The Disney Renaissance it helped usher in lasted only 10 years. The idea of finding “synergetic value” in an all-ages property in order to sell product has lasted 30 years onward. It’s why Cook rose as high as Disney chairman in the 2000s before jumping ship to Legendary Pictures, and it’s why the Disney Board of Directors became so desperate to keep Pixar Animation in that decade after WDAS hit another dry spell. The wooing and purchase of Pixar was Bob Iger’s mission statement when he became Disney CEO in 2005, and as Pixar flourished and WDAS rebounded in the 2010s, it’s also what drove Iger to purchase first Marvel and then Lucasfilm.
Prior to The Little Mermaid, Disney’s movie division was drifting away from animation as well as creating intellectual property for children (who then grew into adults still loving the product). After Mermaid, Disney’s goal has been to continue creating, or if need be acquiring, characters with similar synergetic value.
read more: Classic Animated Films on Disney+ Streaming Guide
But beyond the numbers and dollars, the film remains a magnificent artistic achievement for all involved. “Part of Your World” is all but the theme song for the Renaissance era with its endearing hopefulness and floating, flaming hair. And the sheer kinetic energy and color of “Under the Sea” is infectious to the point of many a parent’s exhaustion. The inspiration for both should’ve meant a long and fruitful career for the songwriting team of Ashman and Menken.
… It did for Menken. The composer has won four Oscars and been nominated for a total of eight, many of them for animated Disney films like Beauty and the Beast and Aladdin. Sadly, those two were the only ones he’d collaborate again on with Ashman. That lyricist, a man whom Roy Disney described as being just as much an influential genius at Disney as Walt, died from AIDS complications in 1991. He didn’t live to see Beauty and the Beast’s completion or finish half the songs on Aladdin.
Prior to his death though, he was there the night The Little Mermaid won its little gold men. It was only after collecting them he told Menken he was HIV-positive. In retrospect, Menken thinks he can see Ashman’s pain in a lot of the music they wrote together in these later years.
“There’s a lot of songs from that time where I could interpret them to have resonance of what’s going on beneath the surface,” Menken said in a recent interview. “He had all these neuropathies, one at a time, that robbed him of his strength and his abilities and his senses.”

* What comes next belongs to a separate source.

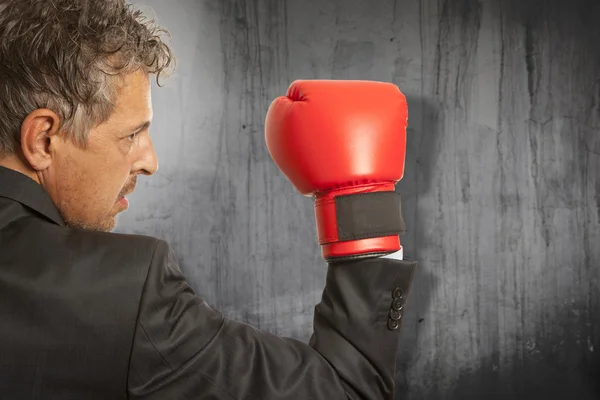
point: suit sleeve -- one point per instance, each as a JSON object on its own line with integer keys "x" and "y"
{"x": 184, "y": 349}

While it is impossible to more than speculate on which songs had the greatest personal meaning for Ashman, I’ve wondered more than once if the agony of longing to be part of another world was informed by a man who knew he was in bad health looking at those free and not vilified in 1980s America. Ariel’s impassioned longing, her “I Want” song that reconfigured Disney Animation, is certainly open to an LGBTQ reading of wanting to not be on the outskirts of society. To not be closeted or quarantined to a cave, the outsider forever looking in.

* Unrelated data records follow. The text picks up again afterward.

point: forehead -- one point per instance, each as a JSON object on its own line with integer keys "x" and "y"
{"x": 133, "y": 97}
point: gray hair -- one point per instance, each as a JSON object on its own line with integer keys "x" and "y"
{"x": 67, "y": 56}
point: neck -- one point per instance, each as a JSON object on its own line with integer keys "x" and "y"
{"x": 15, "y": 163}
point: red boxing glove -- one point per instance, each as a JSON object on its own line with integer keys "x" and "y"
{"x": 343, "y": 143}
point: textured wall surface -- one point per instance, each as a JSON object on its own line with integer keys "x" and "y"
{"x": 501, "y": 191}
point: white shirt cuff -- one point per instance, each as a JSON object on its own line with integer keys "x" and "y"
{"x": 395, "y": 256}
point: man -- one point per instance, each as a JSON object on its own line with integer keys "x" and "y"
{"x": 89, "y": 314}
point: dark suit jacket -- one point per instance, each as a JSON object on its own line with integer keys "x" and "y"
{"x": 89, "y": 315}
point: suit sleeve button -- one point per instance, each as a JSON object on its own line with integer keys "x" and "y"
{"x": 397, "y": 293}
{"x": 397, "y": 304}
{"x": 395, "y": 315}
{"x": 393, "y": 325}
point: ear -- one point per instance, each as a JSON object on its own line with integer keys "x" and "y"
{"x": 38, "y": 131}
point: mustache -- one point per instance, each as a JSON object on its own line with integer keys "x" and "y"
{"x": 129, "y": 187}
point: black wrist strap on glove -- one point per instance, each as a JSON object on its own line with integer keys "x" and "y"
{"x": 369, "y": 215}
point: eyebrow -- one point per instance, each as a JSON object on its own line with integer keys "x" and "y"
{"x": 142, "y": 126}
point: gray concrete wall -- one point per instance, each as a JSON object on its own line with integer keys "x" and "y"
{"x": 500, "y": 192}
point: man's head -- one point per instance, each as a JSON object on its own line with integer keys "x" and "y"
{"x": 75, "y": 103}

Whatever the inspiration, its legacy fulfilled Ashman’s earliest wish when he pursued working with Disney.
“I grew up on Pinocchio and Peter Pan,” Ashman once said. “The idea that there’s these library books on a shelf: there’s Snow White, there’s Cinderella, there’s Peter Pan, there’s Pinocchio, and you’re trying to make something that fits comfortably on the shelf with those? It’s like what a difficult thing but what a great thing to try to do.”
The Little Mermaid more than found space beside those classics; it opened up its own shelf that is still being filled today.